You might want to try paddling without the feather (blades aligned in the same plane) just to see how that feels with the new model. I think it is more intuitive and easier to push on the the opposite hand when your wrists are not cocked at an angle, which they have to be to get the blade in the best position when the blades are offset.

I have not used feathering since the first few weeks I owned a touring kayak 17 years ago and I know far more people who use them without feathering than do, though that is a completely legitimate personal choice if it feels right to you. Feathering has some benefits in windy conditions and paddlers racing for speed using a high angle often use it.

In general, offset blades are more characteristic of paddles for whitewater because they can help you power through quick directional changes. A feathered paddle can be fatiguing on long trips because it does put more stress on your wrists…

One trick I was taught to ensure pushing not pulling is to open the pushing hand. If you try to pull with the top hand open you might find the paddling leaving your hand. It is a good way to ensure pushing.

@greyheron said:
Would something like this work for hanging paddles?

https://www.lowes.com/pd/Blue-Hawk-2-28-in-Gray-Steel-Utility-Hook/50218525

Absolutely.

When I got my first Werner, I also noticed the “flutter”. I don’t think it is exclusive to Werner paddles. It goes away when you let the paddle center itself; don’t fight it. I think it is very helpful to concentrate on pushing the out-of-water blade. Pulling the in-water blade happens without thought.

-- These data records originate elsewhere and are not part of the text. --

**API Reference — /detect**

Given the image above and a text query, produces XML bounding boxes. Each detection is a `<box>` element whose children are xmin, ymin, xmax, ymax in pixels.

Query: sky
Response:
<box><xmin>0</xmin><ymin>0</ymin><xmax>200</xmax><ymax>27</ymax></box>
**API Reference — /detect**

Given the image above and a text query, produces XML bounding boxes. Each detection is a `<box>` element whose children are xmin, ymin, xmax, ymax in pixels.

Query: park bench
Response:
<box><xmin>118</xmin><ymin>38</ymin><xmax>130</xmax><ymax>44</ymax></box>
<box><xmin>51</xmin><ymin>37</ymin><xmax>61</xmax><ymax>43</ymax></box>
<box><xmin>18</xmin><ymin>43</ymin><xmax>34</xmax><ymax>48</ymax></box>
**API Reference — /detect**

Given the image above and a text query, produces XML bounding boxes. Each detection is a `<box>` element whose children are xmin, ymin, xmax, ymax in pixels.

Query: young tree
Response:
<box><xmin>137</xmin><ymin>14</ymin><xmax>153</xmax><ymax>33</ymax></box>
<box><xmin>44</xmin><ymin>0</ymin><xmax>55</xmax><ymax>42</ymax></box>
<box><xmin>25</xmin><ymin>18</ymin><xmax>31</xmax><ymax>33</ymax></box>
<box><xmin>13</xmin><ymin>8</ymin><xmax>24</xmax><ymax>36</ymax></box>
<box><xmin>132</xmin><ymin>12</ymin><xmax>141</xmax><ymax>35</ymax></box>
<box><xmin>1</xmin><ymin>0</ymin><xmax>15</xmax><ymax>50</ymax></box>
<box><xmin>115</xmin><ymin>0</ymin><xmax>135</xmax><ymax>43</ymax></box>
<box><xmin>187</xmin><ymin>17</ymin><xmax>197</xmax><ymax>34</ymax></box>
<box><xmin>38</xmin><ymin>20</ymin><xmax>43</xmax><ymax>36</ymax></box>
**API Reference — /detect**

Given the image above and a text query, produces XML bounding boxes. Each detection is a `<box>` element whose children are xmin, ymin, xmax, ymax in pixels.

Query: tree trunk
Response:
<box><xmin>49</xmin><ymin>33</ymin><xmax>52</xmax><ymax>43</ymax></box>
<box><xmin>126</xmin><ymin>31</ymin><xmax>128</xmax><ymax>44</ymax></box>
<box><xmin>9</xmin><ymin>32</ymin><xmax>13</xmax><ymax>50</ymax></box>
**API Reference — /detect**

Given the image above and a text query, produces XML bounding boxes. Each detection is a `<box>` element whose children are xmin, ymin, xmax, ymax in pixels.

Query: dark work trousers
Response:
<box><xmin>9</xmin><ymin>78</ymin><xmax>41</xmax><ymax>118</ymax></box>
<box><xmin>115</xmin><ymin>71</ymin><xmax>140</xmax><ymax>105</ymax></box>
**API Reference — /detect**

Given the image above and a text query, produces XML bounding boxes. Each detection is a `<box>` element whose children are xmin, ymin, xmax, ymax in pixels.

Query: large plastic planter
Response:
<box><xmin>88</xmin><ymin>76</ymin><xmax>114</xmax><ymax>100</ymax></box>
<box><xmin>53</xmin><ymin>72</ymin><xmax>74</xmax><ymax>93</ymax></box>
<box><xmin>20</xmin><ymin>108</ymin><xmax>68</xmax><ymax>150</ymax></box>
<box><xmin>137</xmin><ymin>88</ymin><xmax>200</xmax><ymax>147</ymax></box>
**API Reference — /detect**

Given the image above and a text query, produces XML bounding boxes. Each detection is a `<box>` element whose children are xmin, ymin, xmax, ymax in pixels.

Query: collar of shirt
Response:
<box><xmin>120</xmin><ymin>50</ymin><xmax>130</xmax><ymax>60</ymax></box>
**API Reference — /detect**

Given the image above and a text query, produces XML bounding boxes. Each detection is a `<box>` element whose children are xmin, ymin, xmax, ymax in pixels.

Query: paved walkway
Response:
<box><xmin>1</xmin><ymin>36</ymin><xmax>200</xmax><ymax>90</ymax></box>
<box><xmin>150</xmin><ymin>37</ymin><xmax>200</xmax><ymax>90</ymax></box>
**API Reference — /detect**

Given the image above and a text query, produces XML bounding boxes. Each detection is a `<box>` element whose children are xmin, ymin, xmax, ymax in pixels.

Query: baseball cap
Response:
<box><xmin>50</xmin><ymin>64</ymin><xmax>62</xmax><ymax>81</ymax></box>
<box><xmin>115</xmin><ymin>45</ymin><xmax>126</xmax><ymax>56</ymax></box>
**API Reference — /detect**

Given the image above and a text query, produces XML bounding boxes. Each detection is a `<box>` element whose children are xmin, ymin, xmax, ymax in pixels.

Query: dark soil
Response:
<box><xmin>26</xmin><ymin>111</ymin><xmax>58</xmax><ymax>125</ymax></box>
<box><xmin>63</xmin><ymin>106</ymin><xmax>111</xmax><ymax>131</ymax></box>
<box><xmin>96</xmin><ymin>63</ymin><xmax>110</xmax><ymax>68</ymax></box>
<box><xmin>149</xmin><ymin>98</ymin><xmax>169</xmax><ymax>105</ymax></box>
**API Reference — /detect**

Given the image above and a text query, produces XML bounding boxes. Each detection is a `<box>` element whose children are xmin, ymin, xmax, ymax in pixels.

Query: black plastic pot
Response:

Werner’s instructions on maintaining the paddle are right on, but I have to admit that I never do anything except keep the paddles clean and have never had a problem with any of them.

@magooch said:
When I got my first Werner, I also noticed the “flutter”. I don’t think it is exclusive to Werner paddles.

Correct. It is more or less supposed to happen if you are moving the blade perpendicularly to the water.

Beginner paddles often have dihedral blades to prevent this. They give the water an “escape route” towards both edges of the paddle, so they will feel stable, even when paddled this way. But those are less efficient. So perhaps the OP’s old paddle was dihedral.

I often notice a little flutter when I switch from my Werner Cyprus to my Greenland Paddle. Of course it goes away as soon as I realize I need to relax my stroke a little.

I always rinse my carbon fiber paddles off with fresh water and apply some 303 protectant a couple or so times a year. After 5 years my Cyprus - and my wife’s - still look brand new.